The current ratios were 2.67 %, 2.31 % and 2.41 % for 2015, 2016 and 2017 respectively.  Debt to Equity ratio was 0.19 %, 0.26 % and 0.24 % for 2015, 2016 and 2017 respectively (Morning star, 2018). This indicates that the firm has sufficient cash to pay off its debts, with an improvement in 2016.The Asset Turnover ratio also was largely constant at 1.01 % in 2014 and 1.04 % for both 2016 and 2017 report periods (Morning star, 2018).  This ratio shows that the efficiency of the company in terms of using assets for sales generation has not improved over the last three years.  The net sales of the company in the same period only slightly surpassed the average total of its assets.

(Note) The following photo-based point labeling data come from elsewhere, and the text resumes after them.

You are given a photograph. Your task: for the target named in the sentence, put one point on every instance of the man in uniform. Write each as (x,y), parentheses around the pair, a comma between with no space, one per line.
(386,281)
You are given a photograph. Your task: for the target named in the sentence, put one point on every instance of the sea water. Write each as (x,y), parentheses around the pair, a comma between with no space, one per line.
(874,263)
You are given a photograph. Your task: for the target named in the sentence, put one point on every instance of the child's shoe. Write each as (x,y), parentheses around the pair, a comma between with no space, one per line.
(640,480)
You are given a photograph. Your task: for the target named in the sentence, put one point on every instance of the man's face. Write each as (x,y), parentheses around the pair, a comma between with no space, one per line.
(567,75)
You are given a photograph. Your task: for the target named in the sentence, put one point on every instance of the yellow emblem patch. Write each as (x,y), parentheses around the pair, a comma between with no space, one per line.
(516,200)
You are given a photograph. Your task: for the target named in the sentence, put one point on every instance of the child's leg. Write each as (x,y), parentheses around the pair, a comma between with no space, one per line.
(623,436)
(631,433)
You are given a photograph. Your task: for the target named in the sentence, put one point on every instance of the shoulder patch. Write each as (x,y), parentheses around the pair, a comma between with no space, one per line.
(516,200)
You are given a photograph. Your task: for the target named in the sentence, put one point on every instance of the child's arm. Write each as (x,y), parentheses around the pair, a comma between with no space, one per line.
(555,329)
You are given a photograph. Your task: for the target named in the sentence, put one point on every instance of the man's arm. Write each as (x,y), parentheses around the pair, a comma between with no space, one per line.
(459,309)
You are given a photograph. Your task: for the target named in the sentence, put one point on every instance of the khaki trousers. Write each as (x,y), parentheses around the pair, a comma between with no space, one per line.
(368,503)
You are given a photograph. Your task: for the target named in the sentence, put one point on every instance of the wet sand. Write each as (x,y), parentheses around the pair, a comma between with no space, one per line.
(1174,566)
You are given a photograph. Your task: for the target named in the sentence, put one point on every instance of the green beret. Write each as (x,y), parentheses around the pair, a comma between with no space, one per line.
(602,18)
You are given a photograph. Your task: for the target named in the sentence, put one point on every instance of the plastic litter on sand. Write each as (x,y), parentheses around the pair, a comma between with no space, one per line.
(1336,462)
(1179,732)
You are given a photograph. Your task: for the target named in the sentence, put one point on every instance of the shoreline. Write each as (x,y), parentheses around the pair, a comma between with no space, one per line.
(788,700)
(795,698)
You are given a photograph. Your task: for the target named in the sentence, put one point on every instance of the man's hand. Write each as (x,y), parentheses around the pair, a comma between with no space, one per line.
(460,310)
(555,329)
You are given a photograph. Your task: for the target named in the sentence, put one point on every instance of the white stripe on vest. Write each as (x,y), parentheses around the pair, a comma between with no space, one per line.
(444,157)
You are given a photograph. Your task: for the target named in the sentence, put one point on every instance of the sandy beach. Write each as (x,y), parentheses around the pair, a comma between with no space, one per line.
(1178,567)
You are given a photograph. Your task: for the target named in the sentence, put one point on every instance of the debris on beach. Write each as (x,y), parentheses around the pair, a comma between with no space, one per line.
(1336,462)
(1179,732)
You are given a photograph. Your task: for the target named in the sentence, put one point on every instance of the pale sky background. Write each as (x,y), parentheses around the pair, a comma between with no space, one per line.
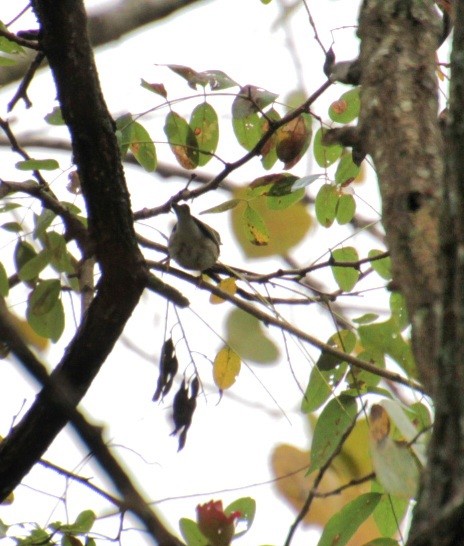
(230,441)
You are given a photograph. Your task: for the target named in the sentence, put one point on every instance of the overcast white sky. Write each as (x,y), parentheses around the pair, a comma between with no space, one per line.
(231,439)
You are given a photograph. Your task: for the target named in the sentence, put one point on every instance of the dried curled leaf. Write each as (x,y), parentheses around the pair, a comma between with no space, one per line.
(167,370)
(183,408)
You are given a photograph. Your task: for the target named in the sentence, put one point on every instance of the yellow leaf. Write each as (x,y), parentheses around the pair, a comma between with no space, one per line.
(28,334)
(228,285)
(226,367)
(286,228)
(289,465)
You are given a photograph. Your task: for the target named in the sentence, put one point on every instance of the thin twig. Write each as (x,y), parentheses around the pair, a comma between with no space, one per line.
(21,92)
(282,324)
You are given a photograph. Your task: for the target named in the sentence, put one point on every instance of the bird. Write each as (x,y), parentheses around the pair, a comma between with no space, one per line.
(193,244)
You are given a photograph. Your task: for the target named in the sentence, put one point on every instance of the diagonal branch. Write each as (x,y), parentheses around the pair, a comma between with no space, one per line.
(65,42)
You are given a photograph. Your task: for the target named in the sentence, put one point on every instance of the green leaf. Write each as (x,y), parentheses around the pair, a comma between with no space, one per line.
(215,78)
(342,526)
(381,267)
(4,284)
(326,205)
(142,147)
(182,140)
(44,297)
(255,228)
(284,201)
(344,341)
(250,100)
(389,512)
(7,61)
(248,338)
(49,325)
(306,181)
(84,522)
(204,124)
(191,533)
(218,80)
(325,155)
(268,151)
(347,170)
(395,467)
(38,164)
(399,311)
(124,132)
(346,108)
(384,338)
(14,227)
(22,254)
(55,117)
(31,269)
(248,130)
(336,418)
(227,205)
(157,88)
(321,386)
(247,508)
(3,529)
(345,277)
(407,430)
(42,222)
(346,209)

The strategies for Cantel Medical have largely focused on development of new products, direct sales expansion and acquisitions which have enabled it to leverage on increased healthy demand. The high demand is seen in the end markets for the company’s water filtration and purification, endoscopy and health care disposables. The development of new product is driven by the research and development in the firm, whose spending has largely increased over the years. This includes investments in liquid chemical germicides that provide higher margin, broadened endoscope reprocessors portfolio, expansion of portfolio products related to endoscopy procedures and unique disposables. An alternative strategy is to focus on building medical devices that are quality but at competitive prices.  This will enable the firm to capture customers who can forego a level of innovation or quality for reduced prices.

The expansion of sales has been driven by increased marketing and exploitations of opportunities for expanding into new segments. Other than this , the firm should focus on capturing the merging value segment in the market , which involves  looking into the customers’ needs and concentrating on what they value other than just engaging in intensive marketing efforts. This will enable the firm to increase its market share. The firm has engaged in various significant acquisitions in all its three key segments in the market.  The alternative to acquisitions involve engaging in Joint Ventures that will enable the firm to share capabilities with firms especially those that are based in foreign markets.